“Man muss”: The mystery of the cafeteria mugs

If you buy a cup of coffee in the university’s cafeteria, you’ll actually pay a Pfand (deposit) on the mug. This brings your total to 1 euro, which includes the 25 cent Pfand. If you use your own mug, you won’t pay the Pfand and, as it turns out, it’s actually even cheaper overall (at just 60 cents).

But let’s say you’re not a super-prepared German who thinks multiple steps ahead and carries a mug around with you all the time in case you need a caffeine hit. Then you’ll have to spring for the cafeteria mug, and you’ll have to figure out how to get your Pfand back. The cafeteria cashiers can be nice, but there’s no time to stop and ask them silly questions in broken German when you’re in a queue (I had someone shove in front of me and pay ahead while I was dutifully counting out my coins the other day). So, more of the lurking and figuring things out on my own.
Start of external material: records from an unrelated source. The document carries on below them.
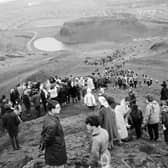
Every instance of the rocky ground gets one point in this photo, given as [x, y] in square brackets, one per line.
[132, 154]
[137, 28]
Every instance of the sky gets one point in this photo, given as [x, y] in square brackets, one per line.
[4, 1]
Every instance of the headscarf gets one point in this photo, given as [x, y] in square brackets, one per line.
[103, 101]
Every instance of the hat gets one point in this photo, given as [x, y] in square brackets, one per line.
[8, 107]
[52, 103]
[164, 83]
[149, 97]
[101, 92]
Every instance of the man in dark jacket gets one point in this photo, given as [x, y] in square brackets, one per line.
[164, 92]
[11, 123]
[36, 101]
[52, 137]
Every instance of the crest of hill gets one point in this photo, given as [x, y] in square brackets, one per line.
[159, 46]
[39, 76]
[86, 30]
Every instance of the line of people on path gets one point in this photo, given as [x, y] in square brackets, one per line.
[109, 126]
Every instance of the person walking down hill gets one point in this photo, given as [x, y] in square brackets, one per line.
[136, 120]
[121, 112]
[36, 98]
[27, 103]
[152, 117]
[11, 123]
[52, 137]
[164, 119]
[89, 100]
[107, 120]
[100, 156]
[164, 92]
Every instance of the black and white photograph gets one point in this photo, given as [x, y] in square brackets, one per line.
[83, 83]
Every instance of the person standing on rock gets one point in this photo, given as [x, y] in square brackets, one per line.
[164, 92]
[11, 123]
[52, 137]
[151, 118]
[100, 156]
[164, 119]
[89, 100]
[107, 120]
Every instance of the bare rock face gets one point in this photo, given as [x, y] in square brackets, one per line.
[133, 154]
[15, 162]
[118, 28]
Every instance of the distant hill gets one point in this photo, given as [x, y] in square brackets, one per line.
[118, 28]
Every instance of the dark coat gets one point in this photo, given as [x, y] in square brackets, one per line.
[53, 140]
[164, 93]
[11, 123]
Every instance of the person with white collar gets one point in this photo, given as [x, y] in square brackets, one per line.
[100, 156]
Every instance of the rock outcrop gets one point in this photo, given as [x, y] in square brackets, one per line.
[118, 29]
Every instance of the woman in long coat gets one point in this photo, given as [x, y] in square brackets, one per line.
[121, 112]
[53, 138]
[107, 119]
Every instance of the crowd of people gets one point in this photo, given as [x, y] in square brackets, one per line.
[109, 127]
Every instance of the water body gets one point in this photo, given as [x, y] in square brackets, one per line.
[6, 1]
[48, 44]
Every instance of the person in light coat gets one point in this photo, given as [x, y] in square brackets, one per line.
[152, 117]
[107, 120]
[100, 156]
[121, 113]
[90, 83]
[89, 100]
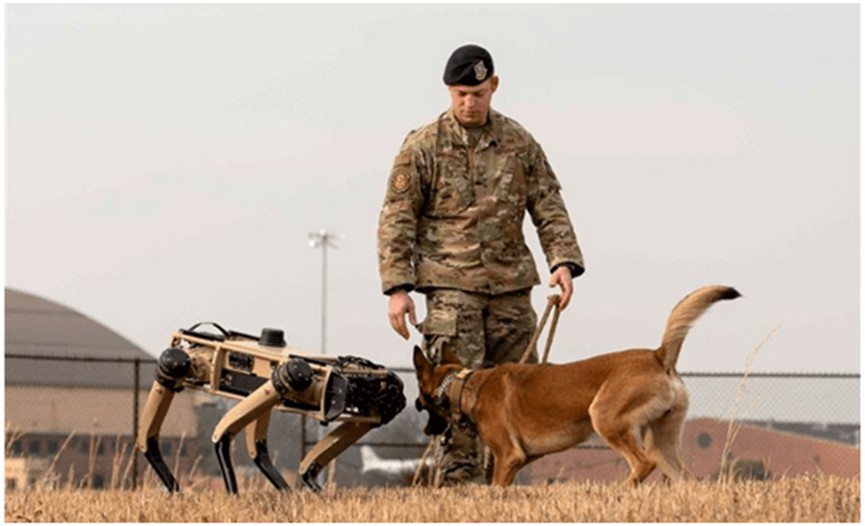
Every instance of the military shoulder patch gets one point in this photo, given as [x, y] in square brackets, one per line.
[399, 181]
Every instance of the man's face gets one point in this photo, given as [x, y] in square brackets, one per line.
[471, 104]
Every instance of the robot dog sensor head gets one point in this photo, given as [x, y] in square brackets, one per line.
[272, 338]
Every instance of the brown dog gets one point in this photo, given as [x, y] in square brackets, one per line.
[634, 399]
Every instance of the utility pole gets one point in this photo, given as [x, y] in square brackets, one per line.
[323, 239]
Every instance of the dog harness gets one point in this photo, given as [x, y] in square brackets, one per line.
[456, 382]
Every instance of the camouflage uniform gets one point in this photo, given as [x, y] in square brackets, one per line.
[451, 227]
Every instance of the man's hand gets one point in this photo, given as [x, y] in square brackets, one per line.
[562, 277]
[399, 304]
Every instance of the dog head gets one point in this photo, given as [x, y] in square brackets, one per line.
[432, 396]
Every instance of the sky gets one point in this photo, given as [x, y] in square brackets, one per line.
[165, 165]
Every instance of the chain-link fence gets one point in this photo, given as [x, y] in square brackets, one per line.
[66, 433]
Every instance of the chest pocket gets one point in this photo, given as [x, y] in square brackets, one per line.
[513, 183]
[451, 189]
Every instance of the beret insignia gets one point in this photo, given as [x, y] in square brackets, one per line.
[480, 70]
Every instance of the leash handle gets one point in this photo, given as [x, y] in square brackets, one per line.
[552, 300]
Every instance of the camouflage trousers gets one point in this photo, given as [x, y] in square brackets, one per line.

In the main hall of the Uni, outside of the cafeteria and not even particularly close to it, are the machines for depositing bottles and cafeteria mugs. I didn’t even brave my first coffee purchase until I had already seen someone returning their mug. Once I saw that, I knew I could handle the whole transaction. Or so I thought.

Inside a niche in the machine, there is a little mug-shaped cavity. I lined the handle up with the handle-space, settled the mug into the grooves, and let my hand hover, waiting for something to happen. Word to the wise: don’t do that. After a second, a door snaps shut over the niche. And it’s not all forgiving like an American automatic-sensor garage door, the kind that goes down slowly and then stops if it detects animals or children or other less-than-intelligent-and-possibly-helpless creatures underneath. It is fast, efficient, undiscriminating and very German.

Luckily, no one was impatiently queuing behind me and I don’t think anyone heard me yelp. I pressed the flashing green button to get my coupon, hand throbbing. The bruise on my wrist had faded weeks later, by the time I actually ventured back to the cafeteria to use my coupon towards another coffee. However, the German lesson learned sticks quite clearly: just get out of the way, or you could get hurt. And if you do, at least you have all the health care you could ever want.


4 responses to ““Man muss”: The mystery of the cafeteria mugs

  1. I find it annoying at the Christmas market here when we pay for the cups. It makes the drink a lot more expensive. We usually just “buy” one cup and then take it around with us for the whole winter.